The accompanying Consolidated Financial Statements include the accounts of Ameriprise Financial, Inc., companies in which it directly or indirectly has a controlling financial interest and variable interest entities (“VIEs”) in which it is the primary beneficiary (collectively, the “Company”). The income or loss generated by consolidated entities which will not be realized by the Company’s shareholders is attributed to noncontrolling interests in the Consolidated Statements of Operations. Noncontrolling interests are the ownership interests in subsidiaries not attributable, directly or indirectly, to Ameriprise Financial, Inc. and are classified as equity within the Consolidated Balance Sheets. The Company, excluding noncontrolling interests, is defined as “Ameriprise Financial.” All intercompany transactions and balances have been eliminated in consolidation.
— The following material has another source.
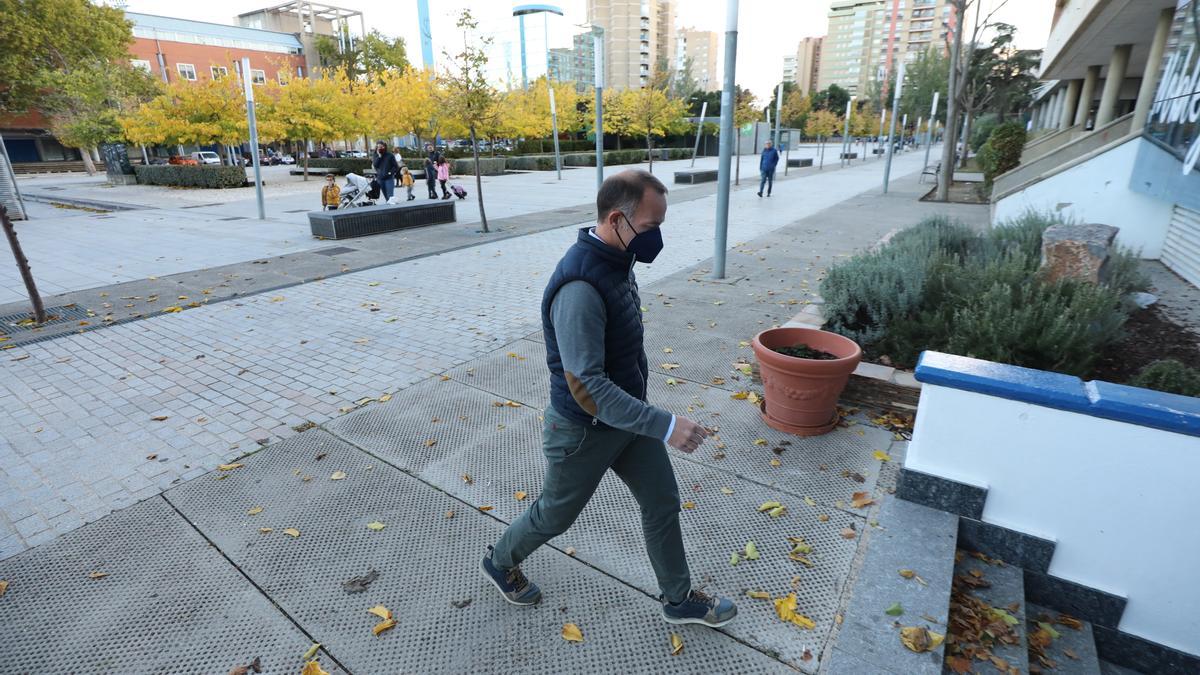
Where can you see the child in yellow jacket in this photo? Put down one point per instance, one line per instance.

See Note 3 for additional information related to VIEs.
 
The results of Securities America Financial Corporation and its subsidiaries (collectively, “Securities America”) have been presented as discontinued operations for all periods presented. The Company completed the sale of Securities America in the fourth quarter of 2011.
 
The accompanying Consolidated Financial Statements are prepared in accordance with U.S. generally accepted accounting principles (“GAAP”). Certain reclassifications of prior period amounts have been made to conform to the current presentation. Results of operations reported for interim periods are not necessarily indicative of results for the entire year. These Consolidated Financial Statements and Notes should be read in conjunction with the consolidated Financial Statements and Notes in the Company’s annual report on Form 10-K for the year ended December 31, 2012, filed with the Securities and Exchange Commission (“SEC”) on February 27, 2013.
 
The Company has reclassified certain prior year amounts in the Consolidated Statements of Cash Flows within operating activities to provide more detail related to derivatives. The Company previously classified the change in freestanding derivatives hedging guaranteed minimum withdrawal benefits (“GMWB”) and guaranteed minimum accumulation benefits (“GMAB”) liabilities in the “Policyholder account balances, future policy benefits and claims” line, the change in all other freestanding derivatives in the “Other, net” line, and the change in derivatives collateral in the “Derivatives collateral, net” line within operating cash flows. The Company reclassified the changes in freestanding derivatives, as well as the change in derivatives collateral, to a new line titled “Derivatives, net of collateral” within operating cash flows.
 
The interim financial information in this report has not been audited. In the opinion of management, all adjustments necessary for a fair presentation of the consolidated results of operations and financial position for the interim periods have been made. Except for the adjustment described below, all adjustments made were of a normal recurring nature.
 
In the second quarter of 2012, the Company made a correction for a tax item related to prior periods, which resulted in a $32 million decrease to net income attributable to Ameriprise Financial. The Company discovered it had received incomplete data from a third party service provider for securities lending activities that resulted in the miscalculation of the Company’s dividend received deduction and foreign tax credit, which resulted in an understatement of taxes payable and an overstatement of reported earnings in prior periods. Management determined that the effect of this correction was not material to the Consolidated Financial Statements for all prior periods. The Company resolved the data issue and stopped the securities lending that negatively impacted its tax position.
 
The Company evaluated events or transactions that may have occurred after the balance sheet date for potential recognition or disclosure through the date the financial statements were issued.